Marion Steinmeier ergänzte, dass die Selbsttötung, oder auch der Versuch, ohnehin straffrei sei, es aber bei dem Gesetz eben um die geschäftsmäßige Ausübung, also auf Wiederholung angelegte Tätigkeit einer solchen Begleitung gehe. Johann Saathoff: „Mediziner*innen haben eine hohe Verantwortung. Wer wenn nicht sie sollte betroffene Menschen begleiten?“ Letztlich liege die Verantwortung aber vor allem bei den Patient*innen selbst.
Der anschließende Austausch mit den Studierenden war sehr intensiv. Immer wieder kam die Frage auf, ob der assistierte Suizid aus ärztlicher Sicht überhaupt vertretbar sei. Eine Studierende betonte, dass Mediziner*innen eine solche aktive Begleitung auch aus Gewissensgründen ablehnen können müssten. Dem stimmte Johann Saathoff zu. Eine andere Studierende betonte, dass ihrer Ansicht nach das Thema assistierter Suizid weniger relevant wäre, wenn die palliative Versorgung der lebensendlich erkrankter Menschen flächendeckend und kompetent gegeben wäre. Dies sei aber, unter anderem wegen des eklatanten Fachkräftemangels nicht der Fall.
Johann Saathoff betonte, dass nicht erst seit der Pandemie klar sei, dass sich die Arbeitsbedingungen in Medizin und Pflege erheblich verbessern müssten, wenn man der Betreuung der Menschen gerecht werden wolle. Dies sei ganz klar eine Aufgabe der Politik und wirke sich ja auch unmittelbar auf das Wohl der Patienten aus.

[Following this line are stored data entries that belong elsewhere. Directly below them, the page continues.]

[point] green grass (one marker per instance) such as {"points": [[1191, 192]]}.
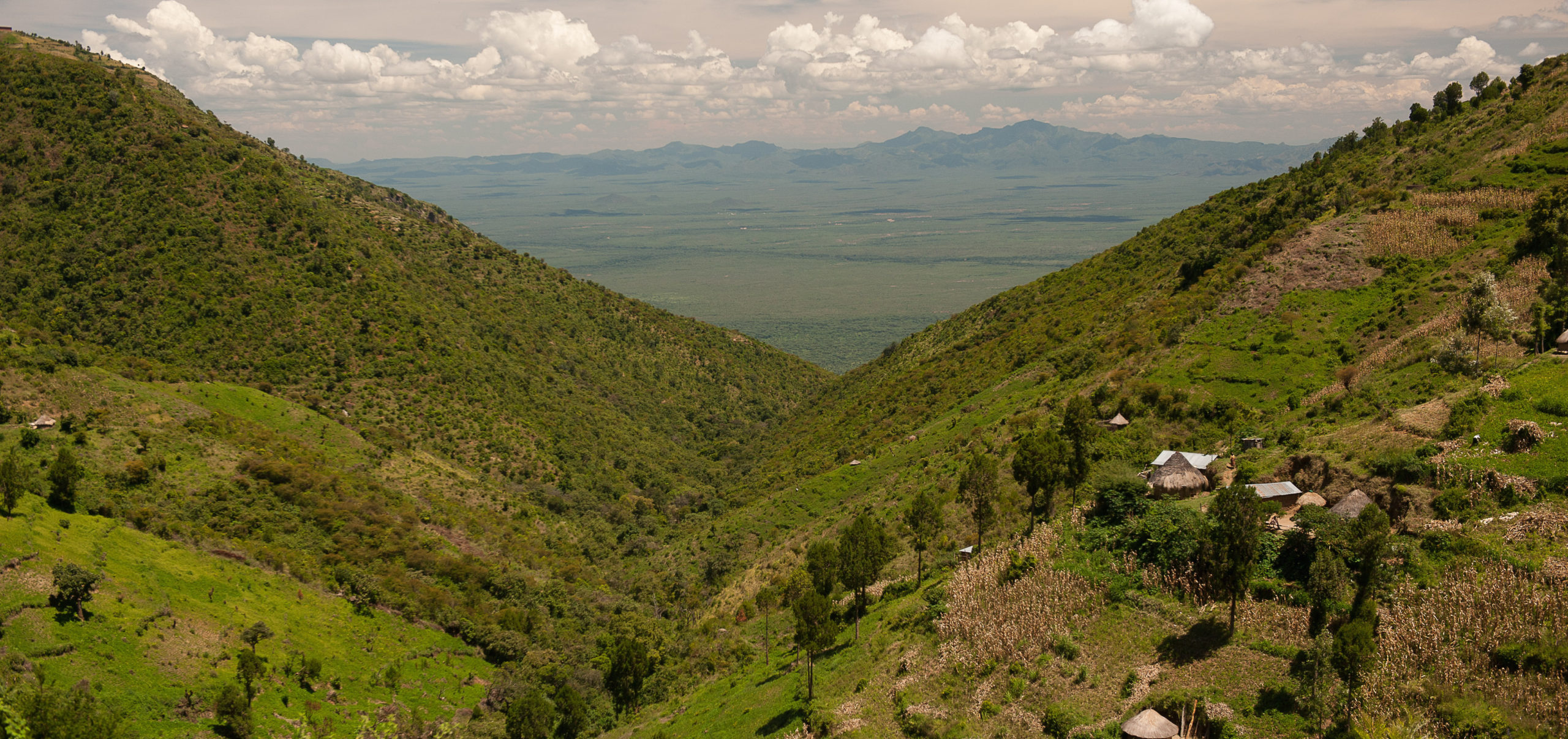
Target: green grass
{"points": [[143, 662], [1542, 378]]}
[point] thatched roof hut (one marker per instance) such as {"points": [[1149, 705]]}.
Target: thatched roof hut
{"points": [[1150, 726], [1200, 462], [1178, 478], [1351, 508]]}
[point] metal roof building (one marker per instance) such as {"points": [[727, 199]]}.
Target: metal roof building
{"points": [[1197, 460]]}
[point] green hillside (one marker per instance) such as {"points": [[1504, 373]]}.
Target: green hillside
{"points": [[1314, 311], [615, 518]]}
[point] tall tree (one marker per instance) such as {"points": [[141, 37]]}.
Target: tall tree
{"points": [[864, 550], [1236, 517], [74, 586], [1452, 98], [1485, 313], [814, 631], [1081, 427], [15, 481], [629, 666], [63, 476], [924, 523], [978, 489], [530, 716], [250, 670], [1355, 642], [255, 633], [575, 713], [822, 564], [767, 600], [1042, 462], [234, 710], [1479, 82]]}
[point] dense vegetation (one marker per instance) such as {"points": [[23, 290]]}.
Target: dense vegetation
{"points": [[637, 520]]}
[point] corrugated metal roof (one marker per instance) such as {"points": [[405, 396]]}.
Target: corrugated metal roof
{"points": [[1277, 489], [1199, 460]]}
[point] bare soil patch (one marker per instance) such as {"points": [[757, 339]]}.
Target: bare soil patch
{"points": [[1327, 256]]}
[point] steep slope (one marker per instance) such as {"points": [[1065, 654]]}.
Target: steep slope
{"points": [[1192, 266], [1314, 311], [134, 222], [1311, 310], [270, 363]]}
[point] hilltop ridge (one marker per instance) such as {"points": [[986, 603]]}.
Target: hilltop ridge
{"points": [[595, 517], [1024, 145]]}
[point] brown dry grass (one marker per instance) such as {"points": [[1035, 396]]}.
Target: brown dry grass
{"points": [[1015, 622], [1479, 200], [1418, 234], [1324, 256], [1445, 637], [1426, 419]]}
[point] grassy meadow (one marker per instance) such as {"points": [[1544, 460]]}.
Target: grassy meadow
{"points": [[164, 628]]}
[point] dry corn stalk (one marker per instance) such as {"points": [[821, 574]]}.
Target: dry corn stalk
{"points": [[1479, 200], [1410, 233], [1012, 622], [1448, 636]]}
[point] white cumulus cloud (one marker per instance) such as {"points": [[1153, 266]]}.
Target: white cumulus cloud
{"points": [[541, 76]]}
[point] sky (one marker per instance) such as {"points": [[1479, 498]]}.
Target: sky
{"points": [[356, 79]]}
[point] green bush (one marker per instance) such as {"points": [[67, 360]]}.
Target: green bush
{"points": [[1466, 415], [1553, 405], [1056, 721], [1536, 656], [1474, 719], [1451, 504]]}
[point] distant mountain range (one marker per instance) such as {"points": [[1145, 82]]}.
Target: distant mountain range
{"points": [[1021, 146]]}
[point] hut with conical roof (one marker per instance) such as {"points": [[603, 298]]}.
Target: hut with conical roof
{"points": [[1178, 479], [1150, 726], [1351, 508]]}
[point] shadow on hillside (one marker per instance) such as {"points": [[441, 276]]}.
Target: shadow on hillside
{"points": [[782, 721], [1202, 640], [778, 672], [833, 650], [1275, 699]]}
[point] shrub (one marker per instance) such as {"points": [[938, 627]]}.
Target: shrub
{"points": [[1553, 405], [1120, 501], [1536, 656], [231, 708], [1466, 415], [1167, 536], [1056, 721], [1523, 435]]}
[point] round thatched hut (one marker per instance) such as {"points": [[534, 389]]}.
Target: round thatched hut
{"points": [[1150, 726], [1178, 479]]}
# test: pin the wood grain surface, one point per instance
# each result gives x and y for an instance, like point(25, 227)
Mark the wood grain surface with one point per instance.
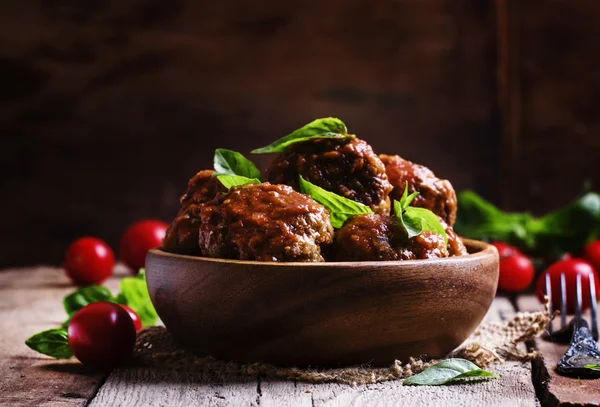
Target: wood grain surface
point(31, 301)
point(158, 387)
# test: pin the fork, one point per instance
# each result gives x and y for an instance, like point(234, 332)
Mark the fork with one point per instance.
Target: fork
point(582, 349)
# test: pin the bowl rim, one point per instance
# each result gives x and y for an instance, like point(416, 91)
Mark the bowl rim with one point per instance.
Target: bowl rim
point(483, 250)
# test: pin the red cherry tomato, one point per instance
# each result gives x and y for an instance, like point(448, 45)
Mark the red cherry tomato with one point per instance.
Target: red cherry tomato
point(101, 335)
point(504, 249)
point(138, 239)
point(570, 268)
point(516, 272)
point(137, 322)
point(591, 253)
point(89, 261)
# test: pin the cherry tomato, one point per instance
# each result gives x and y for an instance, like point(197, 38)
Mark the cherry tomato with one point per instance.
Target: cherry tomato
point(138, 239)
point(516, 272)
point(89, 261)
point(101, 335)
point(591, 253)
point(504, 249)
point(137, 322)
point(570, 268)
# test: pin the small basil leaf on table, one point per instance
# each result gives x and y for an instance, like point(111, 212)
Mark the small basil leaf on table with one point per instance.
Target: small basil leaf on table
point(84, 296)
point(53, 342)
point(229, 181)
point(340, 209)
point(233, 163)
point(328, 127)
point(448, 371)
point(134, 294)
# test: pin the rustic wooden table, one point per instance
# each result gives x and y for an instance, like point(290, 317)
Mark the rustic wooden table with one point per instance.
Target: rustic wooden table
point(30, 301)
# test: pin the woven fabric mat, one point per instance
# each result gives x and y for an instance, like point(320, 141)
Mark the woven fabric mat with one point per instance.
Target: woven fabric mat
point(494, 342)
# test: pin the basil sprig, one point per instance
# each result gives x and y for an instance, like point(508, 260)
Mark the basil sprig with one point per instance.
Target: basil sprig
point(134, 294)
point(416, 220)
point(53, 342)
point(340, 209)
point(229, 181)
point(84, 296)
point(327, 127)
point(448, 371)
point(233, 169)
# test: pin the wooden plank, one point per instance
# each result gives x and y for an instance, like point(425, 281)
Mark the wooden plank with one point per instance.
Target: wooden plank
point(31, 301)
point(154, 387)
point(552, 388)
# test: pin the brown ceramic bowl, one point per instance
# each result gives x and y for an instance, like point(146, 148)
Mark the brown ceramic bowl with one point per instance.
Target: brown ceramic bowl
point(322, 314)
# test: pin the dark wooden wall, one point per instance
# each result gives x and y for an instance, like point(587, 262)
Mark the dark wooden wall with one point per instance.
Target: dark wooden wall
point(107, 107)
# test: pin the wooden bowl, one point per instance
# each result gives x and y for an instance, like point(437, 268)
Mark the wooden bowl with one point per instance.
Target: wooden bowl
point(322, 314)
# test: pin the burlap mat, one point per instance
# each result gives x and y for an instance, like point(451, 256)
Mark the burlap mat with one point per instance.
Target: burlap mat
point(494, 342)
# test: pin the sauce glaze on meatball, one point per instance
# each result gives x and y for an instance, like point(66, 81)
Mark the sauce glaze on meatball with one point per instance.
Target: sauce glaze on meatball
point(435, 194)
point(347, 167)
point(376, 237)
point(264, 222)
point(182, 234)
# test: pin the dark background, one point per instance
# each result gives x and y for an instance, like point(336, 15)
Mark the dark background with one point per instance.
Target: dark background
point(107, 107)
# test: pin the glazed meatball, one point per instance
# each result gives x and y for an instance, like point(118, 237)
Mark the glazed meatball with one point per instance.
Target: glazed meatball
point(347, 167)
point(379, 237)
point(182, 233)
point(435, 194)
point(456, 247)
point(264, 222)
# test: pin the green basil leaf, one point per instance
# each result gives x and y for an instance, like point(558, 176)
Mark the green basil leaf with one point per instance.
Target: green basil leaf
point(53, 342)
point(229, 181)
point(233, 163)
point(427, 219)
point(340, 209)
point(446, 372)
point(134, 294)
point(84, 296)
point(592, 366)
point(328, 127)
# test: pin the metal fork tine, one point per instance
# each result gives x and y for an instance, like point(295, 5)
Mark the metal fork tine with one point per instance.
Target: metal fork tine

Saathoff schwärmte regelrecht von den Ärzt*innen auf dem Land, die ihre Patient*innen kennen und ein intensives Vertrauensverhältnis pflegen. Er hoffe, dass auch die eine oder der andere anwesende Studierende sich für eine Tätigkeit auf dem Land, am besten in Ostfriesland, entscheide.
Zum Ende des Dialogs dankten die Anwesenden einander. Es wurde als erfreulich erachtet, dass Johann Saathoff sich so viel Zeit für die Studierenden genommen hatte.
Am Nachmittag ging es von Emden aus weiter nach Aurich in die Räumlichkeiten des Palliative Care Teams Aurich/Ostfriesland. Dort wurden verschiedene Themen in wechselnden Kleingruppen erarbeitet: Die leitende Koordinatorin und Palliativ-Fachpflegekraft Nina Großmann stellte gemeinsam mit der Palliativärztin und Allgemeinmedizinerin Eva Wortberg die Arbeitsweise eines ambulanten Palliativteams vor.
Die Palliativ-Fachpflegekräfte Heike Ommen und Nicole Janssen führten praktische Übungen aus dem Bereich der Aromapflege durch.
Ein derzeit vom Palliativ-Care-Team betreuter Patient stand den Studierenden Rede und Antwort zu seiner Situation.
In einer weiteren Gruppe berichtete schließlich ein Angehöriger von seinen wertvollen Erfahrungen.
Am Abend wurde dann der Workshop „Relevanz von Nahrungsaufnahme und Versorgung mit Flüssigkeit“ angeboten und erst um 21 Uhr trat man gemeinsam die Rückfahrt nach Oldenburg an.
Eingeladen hatte die Medizinische Fakultät aus Oldenburg, genauer die Abteilung Allgemeinmedizin bundesweit Medizinstudierende zu dieser nun schon 10. DESAM Summerschool vom 6.-10.09.2021.